Reproduces the toolchain currently provided by ghcr.io/suvarchal/fesom2-ci
(ubuntu 22.04 + gfortran/openmpi/netcdf/hdf5/lapack + OASIS3-MCT cmake-built
to /oasis) and adds an XIOS 2.5 install at /xios so the FESOM XIOS-on
build path can be exercised in CI. The repo's existing docker-publish.yml
auto-discovers this directory and publishes ghcr.io/fesom/fesom2_docker:fesom2_ci-*.
@JanStreffing JanStreffing requested a review from koldunovn May 1, 2026 17:05
@JanStreffing JanStreffing marked this pull request as draft May 1, 2026 17:06
@JanStreffing JanStreffing self-assigned this May 1, 2026
The upstream arch-GCC_LINUX.env hard-codes $HOME/hdf5 and $HOME/netcdf4
which doesn't exist in this image.
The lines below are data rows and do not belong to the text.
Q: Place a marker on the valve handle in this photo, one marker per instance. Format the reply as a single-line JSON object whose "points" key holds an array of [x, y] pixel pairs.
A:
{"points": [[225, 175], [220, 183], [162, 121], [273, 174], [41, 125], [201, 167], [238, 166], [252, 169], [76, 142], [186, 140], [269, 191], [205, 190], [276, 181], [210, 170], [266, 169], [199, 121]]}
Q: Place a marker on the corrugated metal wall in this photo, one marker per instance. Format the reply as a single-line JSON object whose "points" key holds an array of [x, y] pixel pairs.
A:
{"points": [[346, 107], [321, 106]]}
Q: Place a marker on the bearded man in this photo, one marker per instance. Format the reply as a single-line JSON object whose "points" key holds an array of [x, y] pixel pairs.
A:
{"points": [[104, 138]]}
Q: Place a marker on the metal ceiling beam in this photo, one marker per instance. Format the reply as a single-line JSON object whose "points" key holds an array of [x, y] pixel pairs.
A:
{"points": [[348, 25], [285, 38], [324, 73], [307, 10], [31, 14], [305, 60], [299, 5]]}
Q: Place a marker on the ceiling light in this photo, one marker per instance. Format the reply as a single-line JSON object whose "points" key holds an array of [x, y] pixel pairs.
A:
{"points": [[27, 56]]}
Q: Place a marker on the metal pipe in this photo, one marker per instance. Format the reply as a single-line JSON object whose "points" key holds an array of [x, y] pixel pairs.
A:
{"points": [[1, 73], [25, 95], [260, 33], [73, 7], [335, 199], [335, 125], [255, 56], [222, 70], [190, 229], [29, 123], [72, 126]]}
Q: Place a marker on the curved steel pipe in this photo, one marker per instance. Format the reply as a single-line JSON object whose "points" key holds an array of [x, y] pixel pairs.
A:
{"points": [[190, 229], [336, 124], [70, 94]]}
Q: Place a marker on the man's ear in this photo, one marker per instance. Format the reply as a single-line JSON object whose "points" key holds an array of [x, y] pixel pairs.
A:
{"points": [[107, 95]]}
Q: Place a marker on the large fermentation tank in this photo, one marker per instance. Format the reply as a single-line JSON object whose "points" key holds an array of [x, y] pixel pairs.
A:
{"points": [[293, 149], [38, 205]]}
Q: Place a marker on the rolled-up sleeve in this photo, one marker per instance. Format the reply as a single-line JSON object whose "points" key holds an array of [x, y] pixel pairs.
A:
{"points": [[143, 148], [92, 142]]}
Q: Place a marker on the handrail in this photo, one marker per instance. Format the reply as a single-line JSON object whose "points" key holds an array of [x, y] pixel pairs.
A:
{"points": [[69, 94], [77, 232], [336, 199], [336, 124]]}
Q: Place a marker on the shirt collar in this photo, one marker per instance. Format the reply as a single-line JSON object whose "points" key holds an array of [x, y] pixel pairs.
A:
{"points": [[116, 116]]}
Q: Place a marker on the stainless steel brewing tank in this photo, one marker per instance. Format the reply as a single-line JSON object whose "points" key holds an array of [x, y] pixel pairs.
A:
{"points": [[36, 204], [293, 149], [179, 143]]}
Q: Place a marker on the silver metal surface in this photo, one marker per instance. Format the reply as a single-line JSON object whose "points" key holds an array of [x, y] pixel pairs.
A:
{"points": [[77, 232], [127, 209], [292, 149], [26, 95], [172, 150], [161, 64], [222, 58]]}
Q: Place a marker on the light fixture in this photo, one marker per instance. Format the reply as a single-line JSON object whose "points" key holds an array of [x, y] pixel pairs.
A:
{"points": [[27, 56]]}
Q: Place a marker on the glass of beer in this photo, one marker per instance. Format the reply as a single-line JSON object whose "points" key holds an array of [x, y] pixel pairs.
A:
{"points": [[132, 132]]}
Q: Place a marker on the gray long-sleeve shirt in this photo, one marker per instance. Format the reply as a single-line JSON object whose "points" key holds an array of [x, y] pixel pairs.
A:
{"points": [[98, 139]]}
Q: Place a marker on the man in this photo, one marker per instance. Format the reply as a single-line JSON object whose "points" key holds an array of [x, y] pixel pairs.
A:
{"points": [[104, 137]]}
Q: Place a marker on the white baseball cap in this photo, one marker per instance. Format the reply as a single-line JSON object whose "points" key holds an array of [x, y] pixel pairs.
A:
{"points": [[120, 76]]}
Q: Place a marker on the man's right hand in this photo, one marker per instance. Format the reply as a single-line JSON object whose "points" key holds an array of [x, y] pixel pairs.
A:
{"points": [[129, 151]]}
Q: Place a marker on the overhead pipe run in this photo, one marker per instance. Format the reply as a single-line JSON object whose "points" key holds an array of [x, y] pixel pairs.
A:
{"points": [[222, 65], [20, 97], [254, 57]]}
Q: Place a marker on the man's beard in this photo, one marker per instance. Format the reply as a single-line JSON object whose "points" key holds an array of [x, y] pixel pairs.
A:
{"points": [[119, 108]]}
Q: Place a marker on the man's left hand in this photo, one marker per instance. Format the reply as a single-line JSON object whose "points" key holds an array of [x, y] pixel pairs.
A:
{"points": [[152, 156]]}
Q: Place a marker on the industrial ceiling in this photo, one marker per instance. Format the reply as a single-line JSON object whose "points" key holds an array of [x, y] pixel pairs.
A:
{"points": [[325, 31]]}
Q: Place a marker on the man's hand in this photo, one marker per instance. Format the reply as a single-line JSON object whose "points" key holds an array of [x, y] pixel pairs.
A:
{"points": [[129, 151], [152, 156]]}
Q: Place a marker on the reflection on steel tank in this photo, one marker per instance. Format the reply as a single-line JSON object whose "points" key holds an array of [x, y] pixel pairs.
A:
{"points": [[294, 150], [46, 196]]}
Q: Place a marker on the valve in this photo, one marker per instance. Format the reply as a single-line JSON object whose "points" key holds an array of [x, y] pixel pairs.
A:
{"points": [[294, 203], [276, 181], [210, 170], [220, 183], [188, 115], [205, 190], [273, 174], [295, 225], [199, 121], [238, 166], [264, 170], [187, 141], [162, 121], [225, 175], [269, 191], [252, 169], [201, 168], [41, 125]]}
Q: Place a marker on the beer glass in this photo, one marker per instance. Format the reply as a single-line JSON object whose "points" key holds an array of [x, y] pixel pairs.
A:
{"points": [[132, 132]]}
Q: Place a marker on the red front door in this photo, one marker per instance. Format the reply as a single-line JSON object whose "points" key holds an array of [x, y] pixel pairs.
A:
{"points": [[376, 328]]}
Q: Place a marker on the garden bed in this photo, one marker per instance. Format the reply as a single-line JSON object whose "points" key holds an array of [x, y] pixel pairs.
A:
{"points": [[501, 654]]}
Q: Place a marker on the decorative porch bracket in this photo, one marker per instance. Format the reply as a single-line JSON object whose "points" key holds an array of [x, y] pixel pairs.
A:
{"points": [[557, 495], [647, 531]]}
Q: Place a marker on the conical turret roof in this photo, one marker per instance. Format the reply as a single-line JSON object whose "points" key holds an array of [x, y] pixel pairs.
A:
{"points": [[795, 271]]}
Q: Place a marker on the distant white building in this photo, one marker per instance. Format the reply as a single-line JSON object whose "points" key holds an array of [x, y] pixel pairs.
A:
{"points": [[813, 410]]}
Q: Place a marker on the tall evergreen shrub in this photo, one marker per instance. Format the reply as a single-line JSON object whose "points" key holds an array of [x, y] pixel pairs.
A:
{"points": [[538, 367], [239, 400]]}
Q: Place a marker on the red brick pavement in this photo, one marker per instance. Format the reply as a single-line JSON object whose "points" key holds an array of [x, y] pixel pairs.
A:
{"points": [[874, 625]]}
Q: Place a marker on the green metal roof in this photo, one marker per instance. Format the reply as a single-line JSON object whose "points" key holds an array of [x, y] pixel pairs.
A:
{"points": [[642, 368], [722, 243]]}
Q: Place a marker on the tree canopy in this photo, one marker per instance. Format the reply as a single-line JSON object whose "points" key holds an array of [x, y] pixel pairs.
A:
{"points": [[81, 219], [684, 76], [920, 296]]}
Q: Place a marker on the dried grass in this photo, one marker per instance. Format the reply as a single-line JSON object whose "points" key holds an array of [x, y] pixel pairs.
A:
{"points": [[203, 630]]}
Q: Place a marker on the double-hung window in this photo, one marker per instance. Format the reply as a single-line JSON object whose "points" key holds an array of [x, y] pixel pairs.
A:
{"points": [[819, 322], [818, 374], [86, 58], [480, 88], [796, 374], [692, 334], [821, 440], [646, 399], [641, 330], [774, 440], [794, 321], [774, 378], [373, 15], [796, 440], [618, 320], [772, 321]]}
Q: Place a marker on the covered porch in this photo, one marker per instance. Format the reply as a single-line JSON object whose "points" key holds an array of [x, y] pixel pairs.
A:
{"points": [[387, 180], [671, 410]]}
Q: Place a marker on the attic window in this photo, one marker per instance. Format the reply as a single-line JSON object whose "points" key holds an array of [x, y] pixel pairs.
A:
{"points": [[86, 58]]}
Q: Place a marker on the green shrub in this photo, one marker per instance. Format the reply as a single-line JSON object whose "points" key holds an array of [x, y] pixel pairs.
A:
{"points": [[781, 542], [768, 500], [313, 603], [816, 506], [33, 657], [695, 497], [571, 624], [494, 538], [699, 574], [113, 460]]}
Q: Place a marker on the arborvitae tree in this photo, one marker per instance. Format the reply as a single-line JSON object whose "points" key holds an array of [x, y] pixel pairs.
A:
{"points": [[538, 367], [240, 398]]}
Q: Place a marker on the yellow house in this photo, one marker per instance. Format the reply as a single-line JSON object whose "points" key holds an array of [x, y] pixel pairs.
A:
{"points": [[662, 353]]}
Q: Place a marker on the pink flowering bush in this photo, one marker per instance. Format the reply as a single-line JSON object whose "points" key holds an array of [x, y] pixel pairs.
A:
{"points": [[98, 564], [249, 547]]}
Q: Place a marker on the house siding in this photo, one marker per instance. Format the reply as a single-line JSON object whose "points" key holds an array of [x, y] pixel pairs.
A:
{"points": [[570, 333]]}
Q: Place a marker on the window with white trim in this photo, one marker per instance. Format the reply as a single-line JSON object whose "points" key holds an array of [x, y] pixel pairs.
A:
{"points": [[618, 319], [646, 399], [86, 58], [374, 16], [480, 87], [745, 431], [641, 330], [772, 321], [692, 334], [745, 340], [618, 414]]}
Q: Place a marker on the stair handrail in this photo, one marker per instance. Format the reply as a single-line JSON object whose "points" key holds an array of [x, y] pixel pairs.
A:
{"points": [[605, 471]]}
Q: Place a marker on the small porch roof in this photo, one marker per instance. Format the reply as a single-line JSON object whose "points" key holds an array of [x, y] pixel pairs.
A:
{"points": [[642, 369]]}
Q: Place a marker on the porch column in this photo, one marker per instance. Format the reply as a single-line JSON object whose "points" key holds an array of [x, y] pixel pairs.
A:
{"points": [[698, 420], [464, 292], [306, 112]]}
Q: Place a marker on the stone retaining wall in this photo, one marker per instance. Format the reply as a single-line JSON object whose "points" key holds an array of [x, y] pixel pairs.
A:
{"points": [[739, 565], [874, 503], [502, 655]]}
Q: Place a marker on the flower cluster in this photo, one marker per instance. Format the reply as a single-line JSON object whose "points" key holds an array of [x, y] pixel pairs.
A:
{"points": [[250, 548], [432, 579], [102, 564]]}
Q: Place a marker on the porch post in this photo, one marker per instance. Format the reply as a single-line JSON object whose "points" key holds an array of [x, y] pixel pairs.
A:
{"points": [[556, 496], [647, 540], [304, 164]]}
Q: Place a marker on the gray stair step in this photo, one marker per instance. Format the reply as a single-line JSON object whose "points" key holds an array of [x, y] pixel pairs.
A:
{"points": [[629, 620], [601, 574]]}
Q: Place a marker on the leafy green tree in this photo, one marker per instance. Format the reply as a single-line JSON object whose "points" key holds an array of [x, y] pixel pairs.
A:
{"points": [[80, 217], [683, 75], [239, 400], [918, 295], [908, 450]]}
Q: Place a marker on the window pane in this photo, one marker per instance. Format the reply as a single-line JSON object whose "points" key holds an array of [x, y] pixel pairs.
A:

Sourcing it from make_xios overrides
any ENV we set in the Dockerfile, so we have to rewrite the file in place
to point at the Ubuntu serial library paths before invoking make_xios.
GHA runners can't reach gitlab.dkrz.de (the original Dockerfile failed at
'git clone --depth 1 ...oasis3-mct.git' with exit 128). Suvarchal's image
worked around this by COPYing source from the build context, so do the same:
commit OASIS3-MCT (4.7 MB) and a trimmed XIOS 2.5 (20 MB) tree next to the
Dockerfile, switch from 'git clone' to 'COPY'.

XIOS trimming to fit the repo:
  - extern/boost (65 MB) -> use system libboost-dev via --use_extern_boost
  - extern/blitz (3 MB)  -> use system libblitz0-dev via --use_extern_blitz
  - tools/FCM_OLD        -> use FCM_NEW via --fcm new
  - tools/archive/, inputs/, doc/, generic_testcase/, xios_test_suite/
    -> dead weight for a build-only image

Source: gitlab.dkrz.de/ec-earth/{oasis3-mct,xios-2.5-ece} HEAD as of today,
mirrored from a Levante checkout (which can reach DKRZ).
The dkrz ec-earth/oasis3-mct.git fork is the older Makefile-only OASIS3-MCT
(no CMakeLists.txt at the root), which is why the previous Dockerfile build
failed with 'cmake ../' exit 1. The CMake-enabled OASIS used by the awiesm3
stack lives at git.smhi.se/jan.streffing/oasis3-mct-5; baking in the
local_combined_fixes branch (HEAD 6ca32854) since that's what FESOM2 in
awiesm3-develop is currently linked against.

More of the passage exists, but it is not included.